The mist outside isn't quite damp enough to be mizzle but I stop at an open supermarket to see if they have shoe glue (they do!) or a rain coat (they also do!) and buy both only to take the rain coat off in the first two or three kilometers because I'm now too warm.
Mostly pedal instead of walk up the mountain at least until the fog gets thick enough that, despite a relatively low volume of traffic, I don't feel safe riding. I make a last minute decision to turn when I'm nearly at the top of the mountain and at the beginning of what my read of the topo map has a 20 kilometer descent followed by the choice to cross another short but steep mountain on my way to Xianyuan [仙源] or continue downhill to Guandian where I will then have to make a decision tomorrow between a u-turn (as if) and back roads (much better).
Despite my near lack of traffic, I have gotten a few cars and a truck or two while I've been on this road in this fog and mizzle. I'm also on something that only recently changed from county road to national road so chances are pretty good that the road will continue to be the sort of upgraded thing I've been on more or less since leaving Tongzi. Even knowing that the banking will be alright, I'm just not sure that I feel comfortable doing a 20 kilometer descent in the fog on a road that might have a truck coming up at me (or wanting to pass me). Besides which, although this a turnoff into the mountainous middle of nowhere, it's got signs for a farmhouse restaurant, for an escape the summer heat resort, and this was apparently a road that was used in the Long March so it has the potential to have some interesting historic sites.
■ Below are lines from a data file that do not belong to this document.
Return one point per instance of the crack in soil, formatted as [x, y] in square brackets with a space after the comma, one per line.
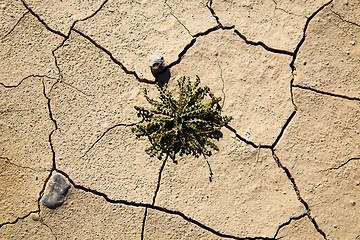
[42, 21]
[288, 223]
[22, 80]
[343, 19]
[212, 11]
[285, 11]
[327, 93]
[283, 129]
[157, 208]
[245, 140]
[104, 133]
[127, 71]
[243, 37]
[223, 85]
[180, 55]
[296, 51]
[17, 219]
[177, 19]
[7, 160]
[154, 197]
[17, 23]
[343, 164]
[298, 194]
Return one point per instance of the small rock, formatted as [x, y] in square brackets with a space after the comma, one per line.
[156, 63]
[59, 187]
[35, 216]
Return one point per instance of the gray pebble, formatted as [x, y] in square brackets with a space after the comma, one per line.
[157, 63]
[59, 187]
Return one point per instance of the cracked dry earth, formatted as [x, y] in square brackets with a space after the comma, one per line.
[288, 72]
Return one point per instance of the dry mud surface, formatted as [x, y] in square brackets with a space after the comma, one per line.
[288, 72]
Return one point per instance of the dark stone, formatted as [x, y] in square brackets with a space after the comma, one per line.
[59, 187]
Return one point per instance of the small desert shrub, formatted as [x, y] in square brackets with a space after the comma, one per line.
[184, 125]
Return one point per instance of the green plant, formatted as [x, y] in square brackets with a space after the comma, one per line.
[184, 125]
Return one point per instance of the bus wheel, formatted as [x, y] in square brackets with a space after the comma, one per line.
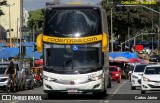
[104, 93]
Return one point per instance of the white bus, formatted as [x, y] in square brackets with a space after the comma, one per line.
[75, 52]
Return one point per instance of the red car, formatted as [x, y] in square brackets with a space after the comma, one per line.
[115, 73]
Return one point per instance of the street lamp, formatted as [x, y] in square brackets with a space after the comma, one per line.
[9, 5]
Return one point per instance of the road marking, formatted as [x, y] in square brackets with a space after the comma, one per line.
[14, 102]
[117, 89]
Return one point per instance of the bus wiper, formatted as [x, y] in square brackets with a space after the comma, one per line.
[67, 62]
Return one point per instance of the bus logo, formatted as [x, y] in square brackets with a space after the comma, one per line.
[75, 47]
[72, 83]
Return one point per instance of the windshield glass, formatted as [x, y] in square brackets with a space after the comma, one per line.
[152, 70]
[71, 59]
[113, 69]
[139, 68]
[66, 22]
[2, 70]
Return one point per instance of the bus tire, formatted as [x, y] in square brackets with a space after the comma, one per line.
[50, 95]
[104, 93]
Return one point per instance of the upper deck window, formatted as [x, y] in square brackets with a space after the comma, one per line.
[68, 22]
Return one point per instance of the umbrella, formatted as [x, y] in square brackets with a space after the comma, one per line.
[121, 59]
[133, 60]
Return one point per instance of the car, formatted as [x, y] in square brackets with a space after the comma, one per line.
[136, 75]
[154, 58]
[29, 78]
[150, 78]
[3, 79]
[20, 77]
[115, 73]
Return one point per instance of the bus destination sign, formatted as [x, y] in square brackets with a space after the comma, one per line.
[137, 2]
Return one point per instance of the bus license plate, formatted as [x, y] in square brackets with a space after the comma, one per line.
[72, 90]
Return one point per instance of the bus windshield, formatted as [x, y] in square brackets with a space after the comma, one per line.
[66, 22]
[72, 59]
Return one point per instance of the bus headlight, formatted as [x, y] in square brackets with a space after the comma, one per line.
[95, 78]
[49, 78]
[146, 79]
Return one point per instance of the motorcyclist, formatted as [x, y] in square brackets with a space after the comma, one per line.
[11, 69]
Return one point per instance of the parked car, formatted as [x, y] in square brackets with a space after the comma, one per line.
[20, 77]
[115, 73]
[150, 78]
[136, 75]
[154, 58]
[29, 78]
[3, 79]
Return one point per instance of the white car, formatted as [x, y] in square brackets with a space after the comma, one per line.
[136, 75]
[151, 78]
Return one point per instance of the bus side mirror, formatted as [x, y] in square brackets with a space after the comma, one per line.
[104, 42]
[39, 43]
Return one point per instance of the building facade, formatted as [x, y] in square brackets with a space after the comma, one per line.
[11, 19]
[25, 17]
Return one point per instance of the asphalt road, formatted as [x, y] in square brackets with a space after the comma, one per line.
[119, 93]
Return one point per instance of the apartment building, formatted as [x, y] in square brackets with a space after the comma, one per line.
[10, 19]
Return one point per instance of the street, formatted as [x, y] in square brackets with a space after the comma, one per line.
[119, 93]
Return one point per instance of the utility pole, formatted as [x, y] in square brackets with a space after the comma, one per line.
[33, 44]
[158, 30]
[21, 24]
[129, 37]
[17, 30]
[111, 30]
[10, 39]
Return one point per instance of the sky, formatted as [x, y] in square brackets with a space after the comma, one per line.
[36, 4]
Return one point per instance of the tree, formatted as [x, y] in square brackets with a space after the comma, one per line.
[36, 20]
[124, 17]
[2, 3]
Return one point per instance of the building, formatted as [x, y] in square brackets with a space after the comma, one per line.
[25, 17]
[11, 22]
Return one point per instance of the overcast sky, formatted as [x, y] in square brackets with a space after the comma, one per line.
[36, 4]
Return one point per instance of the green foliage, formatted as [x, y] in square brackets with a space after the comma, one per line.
[36, 19]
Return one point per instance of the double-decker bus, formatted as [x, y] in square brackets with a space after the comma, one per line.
[75, 52]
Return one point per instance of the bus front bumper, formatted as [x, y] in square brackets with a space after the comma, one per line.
[93, 86]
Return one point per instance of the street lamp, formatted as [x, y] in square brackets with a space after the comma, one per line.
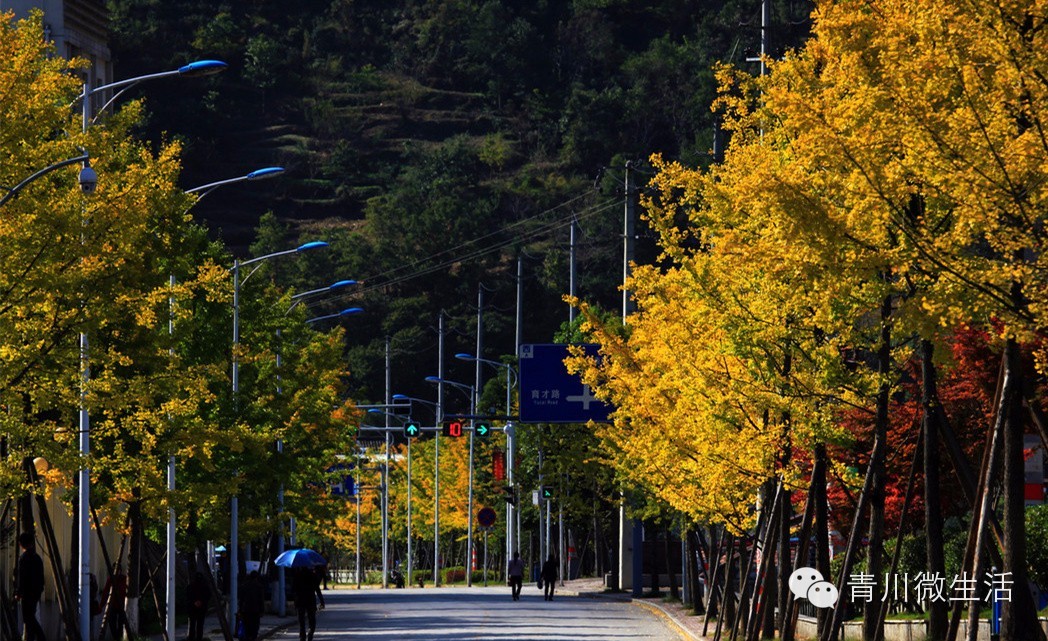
[296, 301]
[194, 69]
[201, 192]
[88, 181]
[87, 178]
[473, 409]
[386, 501]
[410, 399]
[512, 529]
[266, 172]
[234, 502]
[345, 312]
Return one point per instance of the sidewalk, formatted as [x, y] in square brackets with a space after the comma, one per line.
[269, 625]
[689, 626]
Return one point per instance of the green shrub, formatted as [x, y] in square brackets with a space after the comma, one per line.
[453, 575]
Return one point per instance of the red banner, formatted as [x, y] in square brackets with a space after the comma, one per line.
[499, 465]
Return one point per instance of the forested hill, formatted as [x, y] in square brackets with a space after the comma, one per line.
[417, 126]
[348, 93]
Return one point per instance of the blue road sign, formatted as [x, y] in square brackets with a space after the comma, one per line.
[548, 394]
[343, 484]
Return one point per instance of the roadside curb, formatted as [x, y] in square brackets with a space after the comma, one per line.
[660, 612]
[276, 630]
[655, 609]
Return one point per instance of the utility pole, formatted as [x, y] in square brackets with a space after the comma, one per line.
[386, 474]
[572, 255]
[410, 577]
[514, 512]
[630, 538]
[475, 401]
[436, 451]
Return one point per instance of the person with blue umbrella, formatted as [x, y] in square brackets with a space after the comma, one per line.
[305, 567]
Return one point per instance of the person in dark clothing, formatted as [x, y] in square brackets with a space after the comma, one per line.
[29, 586]
[114, 593]
[306, 582]
[549, 577]
[252, 605]
[198, 595]
[515, 571]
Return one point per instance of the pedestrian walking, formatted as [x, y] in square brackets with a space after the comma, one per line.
[252, 605]
[29, 586]
[516, 573]
[307, 594]
[549, 576]
[114, 593]
[198, 595]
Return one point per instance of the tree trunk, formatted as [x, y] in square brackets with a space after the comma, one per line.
[134, 565]
[1020, 619]
[674, 591]
[871, 632]
[822, 524]
[937, 610]
[656, 558]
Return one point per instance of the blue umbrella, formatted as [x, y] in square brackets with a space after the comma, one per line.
[302, 557]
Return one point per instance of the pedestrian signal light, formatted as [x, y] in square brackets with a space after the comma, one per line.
[453, 428]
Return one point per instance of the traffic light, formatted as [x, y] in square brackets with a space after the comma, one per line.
[453, 428]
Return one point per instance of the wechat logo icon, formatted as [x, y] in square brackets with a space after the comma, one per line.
[808, 582]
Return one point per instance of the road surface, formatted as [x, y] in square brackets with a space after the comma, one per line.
[457, 614]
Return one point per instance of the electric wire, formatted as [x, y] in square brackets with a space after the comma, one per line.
[507, 228]
[476, 253]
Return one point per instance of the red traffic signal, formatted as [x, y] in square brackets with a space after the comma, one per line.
[454, 428]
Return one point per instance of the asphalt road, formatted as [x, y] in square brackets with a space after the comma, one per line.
[454, 614]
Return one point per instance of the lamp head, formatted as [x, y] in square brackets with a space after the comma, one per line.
[266, 172]
[88, 179]
[202, 67]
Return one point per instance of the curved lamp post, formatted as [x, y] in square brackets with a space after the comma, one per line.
[512, 533]
[234, 502]
[266, 172]
[411, 399]
[296, 301]
[202, 191]
[473, 409]
[199, 68]
[88, 179]
[345, 312]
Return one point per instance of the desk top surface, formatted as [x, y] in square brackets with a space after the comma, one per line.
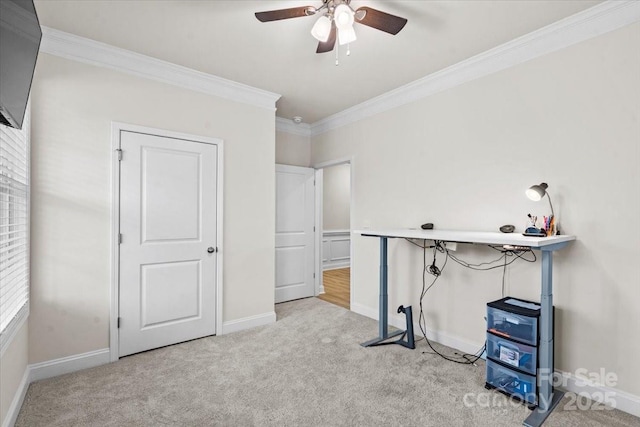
[482, 237]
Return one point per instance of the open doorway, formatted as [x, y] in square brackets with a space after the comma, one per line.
[334, 224]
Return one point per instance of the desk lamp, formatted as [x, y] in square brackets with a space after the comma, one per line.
[537, 192]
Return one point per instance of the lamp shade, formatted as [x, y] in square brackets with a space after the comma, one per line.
[537, 192]
[343, 15]
[322, 28]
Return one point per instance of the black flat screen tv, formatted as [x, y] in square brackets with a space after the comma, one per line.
[20, 37]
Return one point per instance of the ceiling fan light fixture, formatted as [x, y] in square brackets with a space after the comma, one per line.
[343, 15]
[346, 35]
[321, 29]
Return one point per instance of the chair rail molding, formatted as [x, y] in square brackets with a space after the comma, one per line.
[76, 48]
[600, 19]
[336, 249]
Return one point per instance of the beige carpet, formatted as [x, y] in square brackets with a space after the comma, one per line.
[307, 369]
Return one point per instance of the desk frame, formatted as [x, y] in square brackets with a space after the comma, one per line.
[548, 398]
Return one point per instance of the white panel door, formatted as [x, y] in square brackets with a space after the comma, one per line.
[168, 253]
[295, 208]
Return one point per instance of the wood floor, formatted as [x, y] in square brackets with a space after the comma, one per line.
[337, 287]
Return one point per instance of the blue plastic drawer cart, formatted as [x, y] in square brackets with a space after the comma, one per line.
[512, 348]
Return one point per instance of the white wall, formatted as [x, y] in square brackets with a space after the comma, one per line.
[336, 195]
[293, 149]
[73, 105]
[13, 366]
[462, 159]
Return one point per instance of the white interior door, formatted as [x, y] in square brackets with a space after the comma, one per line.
[295, 206]
[168, 251]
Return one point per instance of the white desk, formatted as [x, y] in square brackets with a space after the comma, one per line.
[548, 398]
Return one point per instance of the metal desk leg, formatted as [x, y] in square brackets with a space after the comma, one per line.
[383, 304]
[548, 398]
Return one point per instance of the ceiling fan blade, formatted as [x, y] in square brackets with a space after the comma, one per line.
[294, 12]
[330, 43]
[380, 20]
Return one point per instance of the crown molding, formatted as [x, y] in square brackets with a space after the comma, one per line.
[288, 126]
[89, 51]
[595, 21]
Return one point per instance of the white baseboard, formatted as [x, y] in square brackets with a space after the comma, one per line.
[18, 399]
[248, 322]
[66, 365]
[621, 400]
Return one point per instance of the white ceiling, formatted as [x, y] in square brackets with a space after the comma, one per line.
[225, 39]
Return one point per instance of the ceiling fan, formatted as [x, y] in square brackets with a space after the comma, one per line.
[337, 20]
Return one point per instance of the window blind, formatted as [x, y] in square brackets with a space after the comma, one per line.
[14, 224]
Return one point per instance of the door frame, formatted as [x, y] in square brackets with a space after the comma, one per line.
[319, 174]
[114, 309]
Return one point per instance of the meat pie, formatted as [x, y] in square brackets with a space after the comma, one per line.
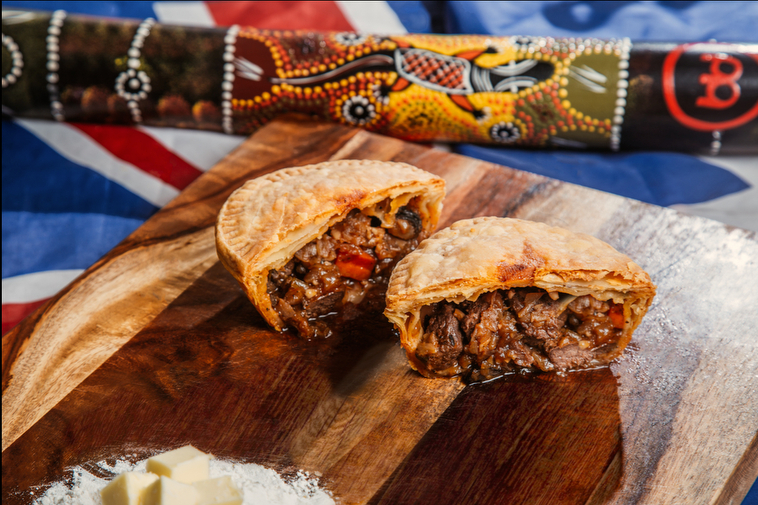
[308, 241]
[489, 296]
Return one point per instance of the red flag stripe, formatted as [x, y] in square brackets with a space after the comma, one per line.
[14, 313]
[325, 16]
[143, 151]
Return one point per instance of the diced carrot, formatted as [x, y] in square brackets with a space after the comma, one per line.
[355, 263]
[617, 315]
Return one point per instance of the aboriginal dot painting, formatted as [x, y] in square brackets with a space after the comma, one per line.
[510, 91]
[518, 90]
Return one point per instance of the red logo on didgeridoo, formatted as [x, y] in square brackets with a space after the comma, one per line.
[722, 90]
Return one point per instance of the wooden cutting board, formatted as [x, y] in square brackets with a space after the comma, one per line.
[155, 346]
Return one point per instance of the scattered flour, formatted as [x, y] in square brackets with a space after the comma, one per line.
[260, 485]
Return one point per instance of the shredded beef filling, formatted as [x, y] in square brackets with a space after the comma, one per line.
[507, 330]
[346, 270]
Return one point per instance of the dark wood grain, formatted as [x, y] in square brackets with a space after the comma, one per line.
[186, 359]
[539, 439]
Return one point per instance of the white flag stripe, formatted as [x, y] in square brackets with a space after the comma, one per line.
[745, 167]
[372, 17]
[737, 209]
[200, 149]
[37, 286]
[184, 13]
[82, 150]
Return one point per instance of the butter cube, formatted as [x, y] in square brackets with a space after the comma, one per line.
[127, 489]
[220, 491]
[166, 491]
[185, 464]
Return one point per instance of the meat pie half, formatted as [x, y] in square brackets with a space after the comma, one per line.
[489, 296]
[309, 241]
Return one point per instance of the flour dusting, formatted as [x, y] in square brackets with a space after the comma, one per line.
[259, 485]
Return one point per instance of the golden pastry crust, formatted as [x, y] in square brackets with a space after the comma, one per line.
[476, 256]
[267, 220]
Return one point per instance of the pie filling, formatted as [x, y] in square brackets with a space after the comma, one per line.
[346, 270]
[507, 330]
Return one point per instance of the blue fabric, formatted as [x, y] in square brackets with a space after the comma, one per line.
[51, 183]
[659, 178]
[132, 9]
[34, 242]
[663, 21]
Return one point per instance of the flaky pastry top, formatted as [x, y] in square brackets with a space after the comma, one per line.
[267, 220]
[475, 256]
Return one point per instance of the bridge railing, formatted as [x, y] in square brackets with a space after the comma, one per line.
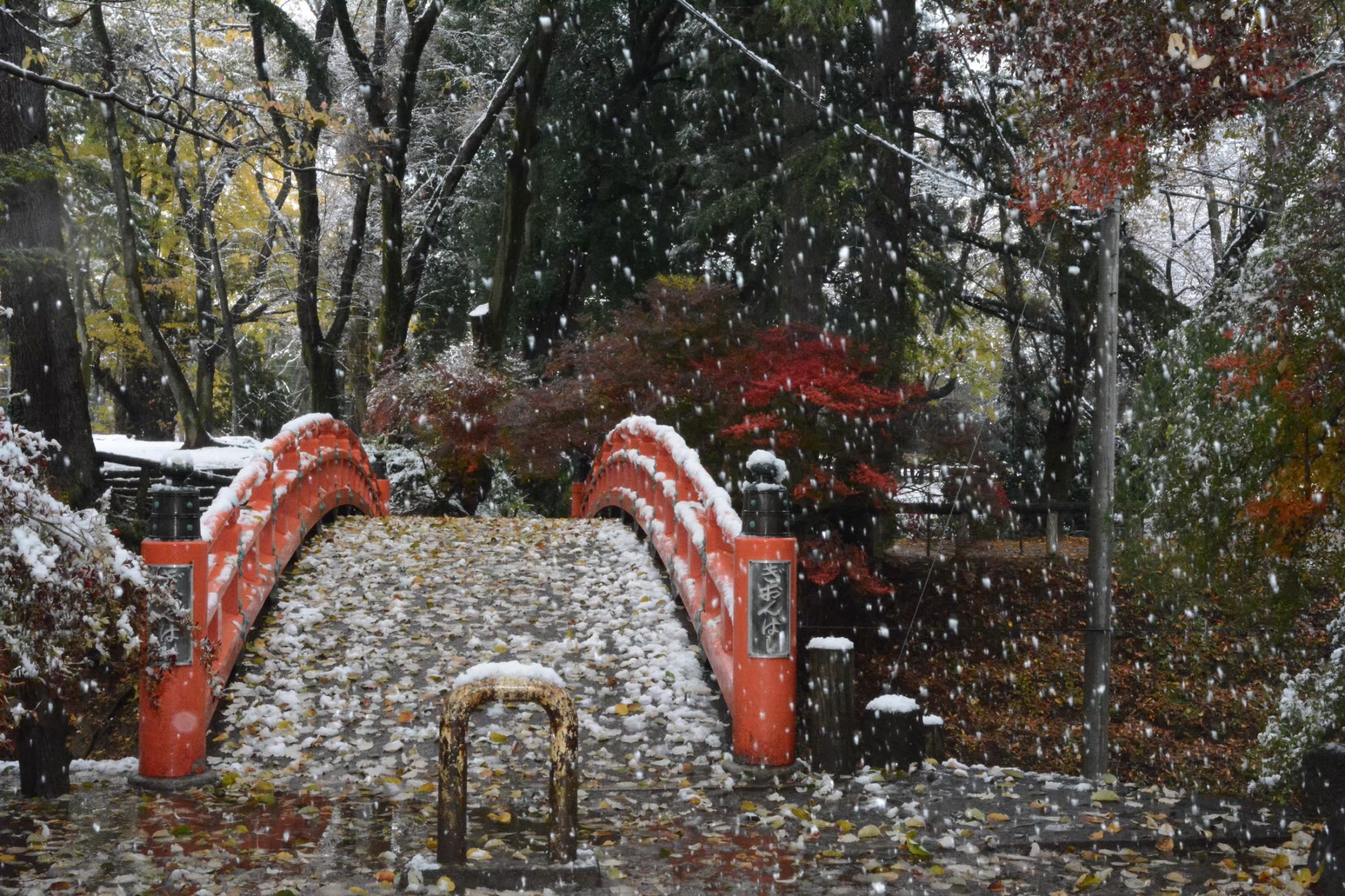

By the time I get to Guandian, I have failed to come across a single historic site interesting or otherwise. Just after the really steep part on the final descent there was something that might have been a temple but it was dark already by that point and I already had my sights set another hundred meters away to a flat spot where I could sit and eat some handfuls of puffed corn.
In fact, other than the one sign up at the top about this being a Long March road, I don't even see any signs for sites of interest.
Despite this failing, and despite being so steep and so prone to hairpin curves that I'm regularly making the decision that the safest way down is to walk, it's a gorgeous road. Probably one of the prettiest roads I've been on all trip. So pretty that, rather than hide the mountains, the wisps and wreathes of mist only serve to accentuate how incredible the visible scenery is.
I'm pretty sure I'd've ended up on the mountain after dark no matter what. However, while the amount of time I take to just stop and go "wow" certainly contributes to how late it is when I get to the final descent, the darkness isn't my reason for walking. The reason for walking is that the topo puts me at having 500 meters left to descend at the same time that the GPS says I've got 4 kilometers left to go. On a concrete road that's maybe 2.5 meters wide, that only mostly has safety barriers at the cliff edges.
Despite being terrified of the possibility of falling off the side of the mountain and therefore deciding that I'm just going to walk and walk and walk, I'm actually quite impressed by the road quality. It's not the sort of motorway that costs a million dollars a mile but these roads could not have been cheap and even if tourists are being encouraged to come here, the economic return of paving these roads and installing these crash barriers is something that's going to take quite a while to achieve.
Even before the end to my evening, I've basically decided that this is a place I want to come back and visit again. With a motor vehicle.